Organic farmers struggle to compete with hog giants

After opening the world's largest hog-processing plant 110 miles down the road in Tar Heel, Smithfield Foods now slaughters 32,000 hogs there daily, processing their remains and shipping them around the globe.

Since opening her sustainable hog farm 25 miles down the road in Snow Camp, Eliza MacLean has pasture-raised her small herd of hogs. She gets orders from far-away locales but usually declines, instead encouraging would-be customers to buy locally.

Smithfield's labor, environmental and hog confinement practices have drawn protest since the Tar Heel plant doors opened in 1992, and activists are looking to farmers like MacLean to relocalize hog farming, which has become an increasingly large-scale operation based in poor N.C. communities.

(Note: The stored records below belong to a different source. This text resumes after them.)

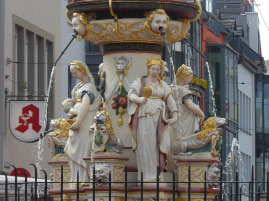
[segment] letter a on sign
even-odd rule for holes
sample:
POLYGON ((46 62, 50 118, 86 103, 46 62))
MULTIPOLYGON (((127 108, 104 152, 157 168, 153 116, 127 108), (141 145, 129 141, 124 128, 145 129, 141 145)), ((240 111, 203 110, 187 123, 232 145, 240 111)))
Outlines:
POLYGON ((45 101, 10 101, 10 131, 22 142, 35 142, 45 130, 45 101))

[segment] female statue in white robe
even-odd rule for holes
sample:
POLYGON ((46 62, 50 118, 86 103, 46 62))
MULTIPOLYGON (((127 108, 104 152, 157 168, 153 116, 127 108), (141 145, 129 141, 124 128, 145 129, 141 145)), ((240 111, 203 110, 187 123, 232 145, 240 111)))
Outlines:
POLYGON ((72 90, 72 98, 63 102, 65 109, 69 107, 66 111, 69 118, 75 120, 69 130, 64 152, 71 169, 71 182, 77 181, 77 172, 79 172, 80 182, 88 182, 90 174, 83 158, 90 156, 89 130, 93 124, 93 116, 98 110, 100 96, 93 76, 85 63, 73 61, 70 64, 70 71, 74 78, 80 80, 80 83, 72 90))
POLYGON ((128 93, 128 112, 131 116, 129 126, 133 134, 138 180, 143 172, 144 181, 156 181, 157 166, 162 173, 170 148, 165 124, 177 121, 177 109, 169 86, 159 77, 163 67, 162 60, 153 56, 147 60, 146 66, 148 75, 137 78, 128 93), (166 106, 172 118, 165 123, 163 110, 166 106))
POLYGON ((192 92, 188 85, 192 77, 192 69, 184 64, 176 73, 177 85, 172 93, 179 110, 179 116, 177 123, 173 126, 174 137, 171 137, 172 140, 194 134, 199 129, 199 123, 204 120, 203 111, 192 101, 192 92))

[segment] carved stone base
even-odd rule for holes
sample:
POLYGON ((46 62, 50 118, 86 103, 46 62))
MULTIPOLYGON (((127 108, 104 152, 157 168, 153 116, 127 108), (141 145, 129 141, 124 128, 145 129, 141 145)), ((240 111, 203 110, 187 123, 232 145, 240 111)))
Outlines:
POLYGON ((48 164, 53 167, 53 189, 57 190, 61 188, 61 184, 57 183, 61 181, 61 166, 63 166, 63 181, 65 182, 63 187, 70 188, 68 182, 71 178, 71 171, 66 156, 62 155, 58 160, 54 158, 54 160, 48 162, 48 164))
POLYGON ((91 160, 84 159, 89 163, 91 172, 91 181, 93 181, 93 172, 95 168, 96 186, 108 186, 109 172, 111 172, 112 186, 124 186, 125 166, 129 158, 116 153, 96 153, 91 160))
MULTIPOLYGON (((199 159, 195 156, 195 154, 193 154, 192 158, 190 158, 189 156, 174 156, 173 158, 176 164, 178 182, 188 182, 189 171, 190 171, 190 181, 198 182, 198 183, 191 183, 191 188, 203 188, 204 182, 205 180, 207 180, 205 179, 205 173, 206 175, 208 175, 209 167, 214 163, 217 164, 219 163, 219 160, 213 158, 199 159)), ((186 188, 188 187, 188 183, 179 183, 178 187, 186 188)))
POLYGON ((212 189, 208 183, 205 187, 205 176, 208 175, 209 168, 214 163, 219 163, 216 157, 212 157, 210 152, 197 153, 191 156, 173 156, 176 164, 177 181, 186 182, 178 184, 179 198, 177 200, 187 201, 188 200, 188 181, 190 172, 190 181, 198 182, 191 183, 191 200, 203 201, 205 198, 204 192, 206 192, 206 200, 214 200, 219 189, 212 189), (190 169, 189 169, 190 167, 190 169), (206 175, 205 175, 206 173, 206 175))

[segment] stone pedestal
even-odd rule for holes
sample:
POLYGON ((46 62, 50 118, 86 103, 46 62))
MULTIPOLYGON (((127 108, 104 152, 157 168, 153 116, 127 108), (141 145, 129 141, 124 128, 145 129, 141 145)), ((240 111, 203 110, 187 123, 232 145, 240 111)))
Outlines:
MULTIPOLYGON (((193 154, 192 156, 173 157, 176 164, 178 182, 188 182, 190 172, 191 182, 201 182, 201 183, 192 183, 191 187, 203 188, 205 182, 205 173, 208 173, 208 169, 213 163, 219 163, 220 161, 217 160, 217 158, 213 157, 206 158, 195 156, 196 154, 193 154)), ((188 183, 179 183, 178 187, 187 187, 187 186, 188 183)))
POLYGON ((219 163, 217 157, 212 157, 210 152, 193 154, 191 156, 173 156, 176 164, 178 189, 180 192, 179 200, 188 200, 188 181, 191 183, 191 200, 203 200, 206 192, 207 200, 214 200, 219 189, 212 189, 208 183, 207 175, 209 168, 214 163, 219 163), (206 173, 206 174, 205 174, 206 173), (190 174, 190 177, 189 177, 190 174))
POLYGON ((84 160, 89 164, 91 181, 93 181, 93 172, 95 168, 96 186, 108 186, 109 172, 111 173, 111 185, 124 186, 124 170, 129 158, 116 153, 97 153, 93 154, 91 159, 85 158, 84 160))
POLYGON ((53 189, 58 190, 61 188, 61 167, 63 166, 63 182, 64 188, 69 188, 69 181, 71 178, 71 171, 64 154, 59 155, 58 158, 53 158, 53 161, 48 162, 53 168, 53 189), (58 183, 59 182, 59 183, 58 183))

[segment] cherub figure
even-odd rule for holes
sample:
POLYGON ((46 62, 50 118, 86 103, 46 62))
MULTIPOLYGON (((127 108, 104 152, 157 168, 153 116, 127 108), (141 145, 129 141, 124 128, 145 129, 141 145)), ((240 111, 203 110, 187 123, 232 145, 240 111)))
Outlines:
POLYGON ((87 37, 87 24, 88 20, 85 13, 73 13, 72 26, 78 40, 87 37))
POLYGON ((157 9, 150 13, 146 20, 146 26, 150 27, 151 31, 160 34, 162 31, 166 32, 168 26, 169 16, 165 10, 157 9))

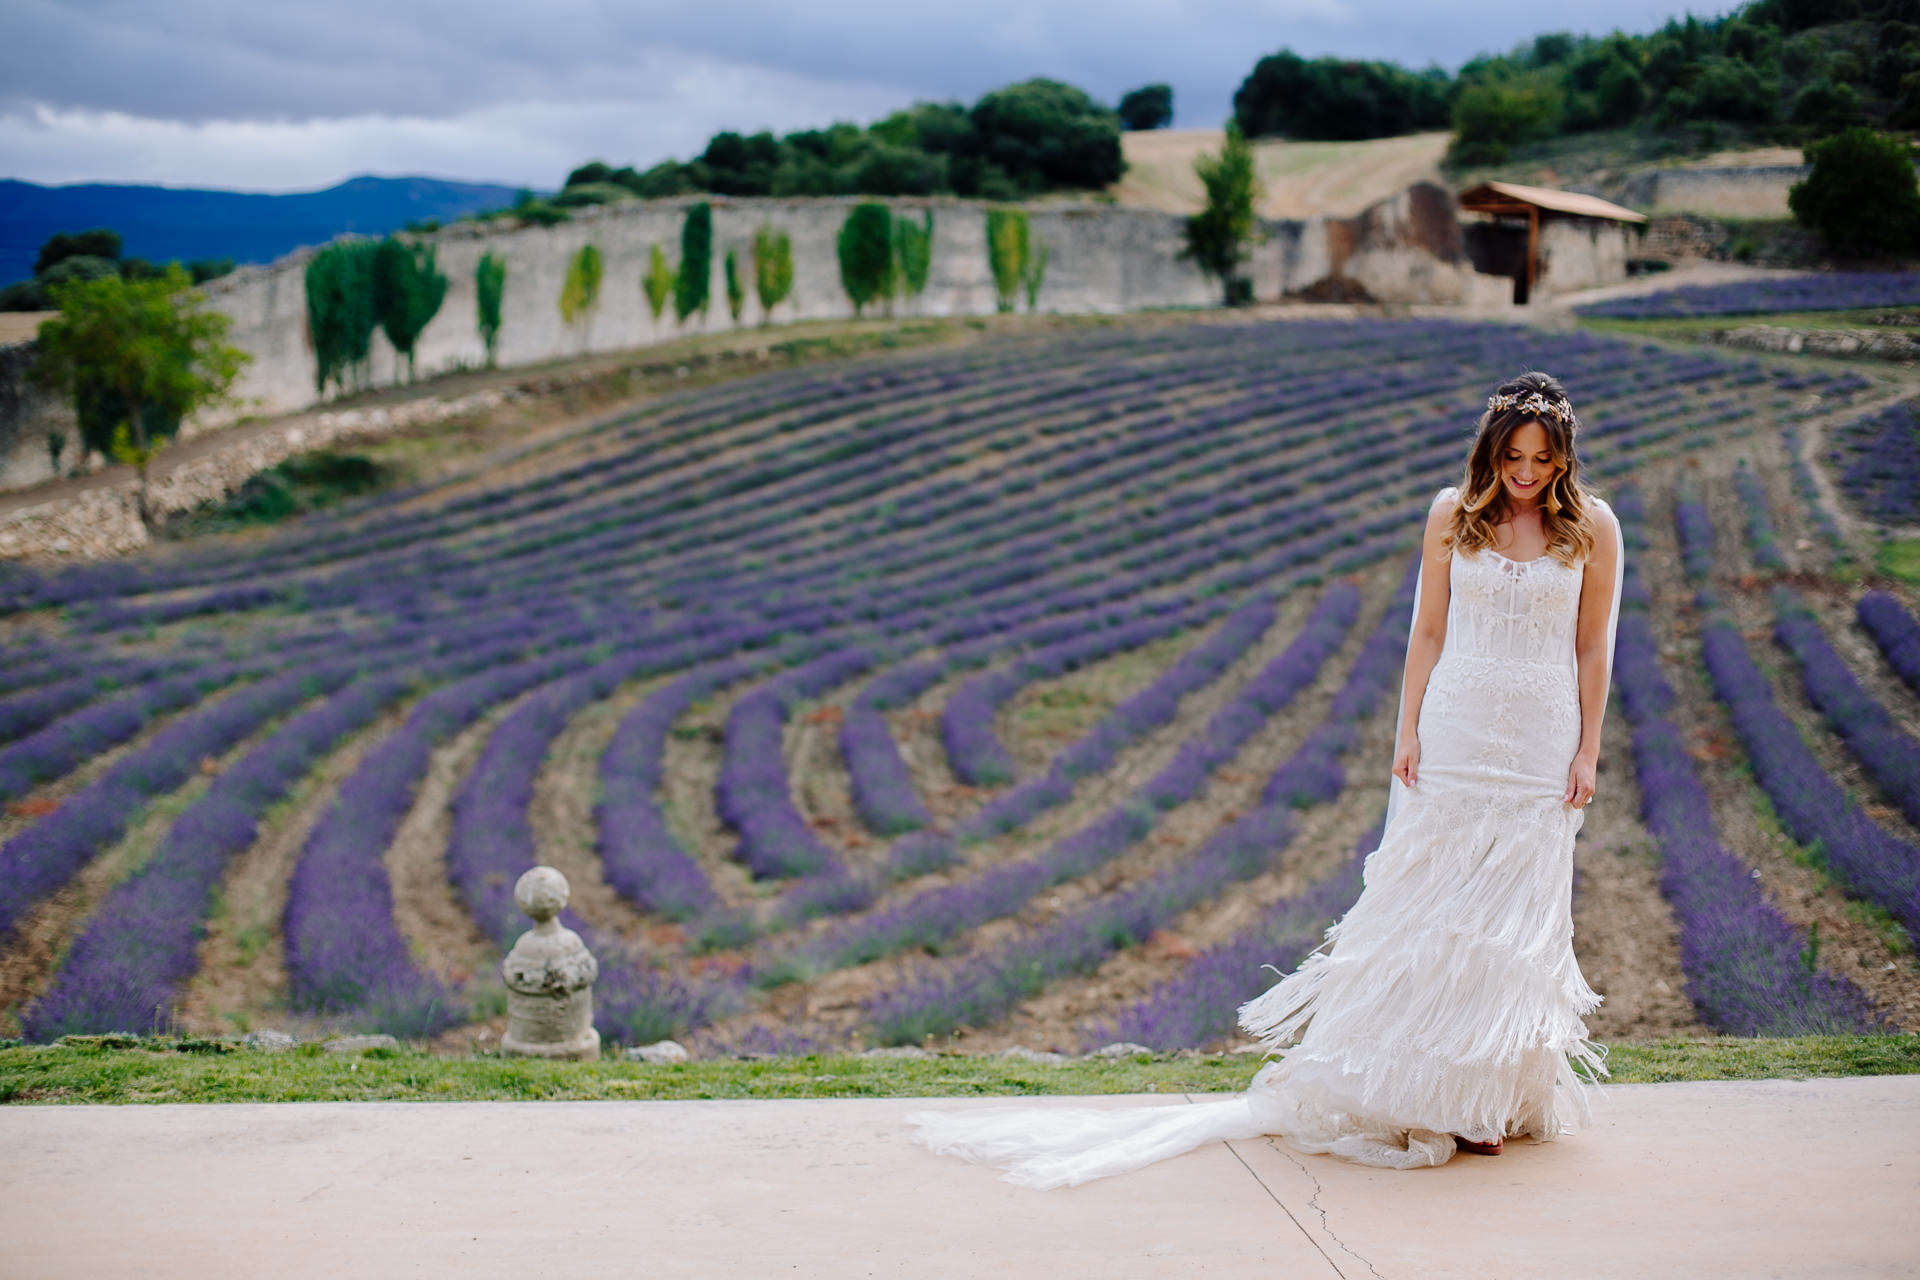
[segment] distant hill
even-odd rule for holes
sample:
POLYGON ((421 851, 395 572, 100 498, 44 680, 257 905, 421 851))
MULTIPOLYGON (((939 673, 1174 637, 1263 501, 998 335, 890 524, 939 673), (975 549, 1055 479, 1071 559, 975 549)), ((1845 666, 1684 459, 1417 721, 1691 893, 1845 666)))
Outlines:
POLYGON ((513 188, 438 178, 349 178, 325 191, 251 195, 81 183, 43 187, 0 179, 0 284, 33 274, 56 231, 111 227, 128 257, 271 262, 343 232, 380 235, 422 218, 457 218, 513 202, 513 188))

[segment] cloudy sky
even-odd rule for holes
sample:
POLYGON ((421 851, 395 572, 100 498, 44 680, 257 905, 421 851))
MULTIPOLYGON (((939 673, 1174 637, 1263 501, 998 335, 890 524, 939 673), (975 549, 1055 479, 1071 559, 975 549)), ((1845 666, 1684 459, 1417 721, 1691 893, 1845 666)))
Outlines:
MULTIPOLYGON (((1695 12, 1727 12, 1720 3, 1695 12)), ((1217 126, 1262 54, 1454 69, 1675 0, 5 0, 0 177, 298 191, 361 174, 551 187, 720 129, 866 122, 1032 75, 1174 87, 1217 126), (1543 23, 1551 22, 1551 26, 1543 23)))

UNC student groups joined the movement this semester, collaborating to raise awareness of state food systems that tend to favor industrial giants like Smithfield.

FLO Foods, which stands for Fair, Local and Organic, has tried to even the footing for small farms by weaning the campus dining halls off the $25,000 of Smithfield pork they serve each month.


They've faced obstacles that typify the statewide struggle to phase out industrial food. Carolina Dining Services can't immediately drop Smithfield products because they're less expensive than the sustainable alternatives that still lack widespread campus support.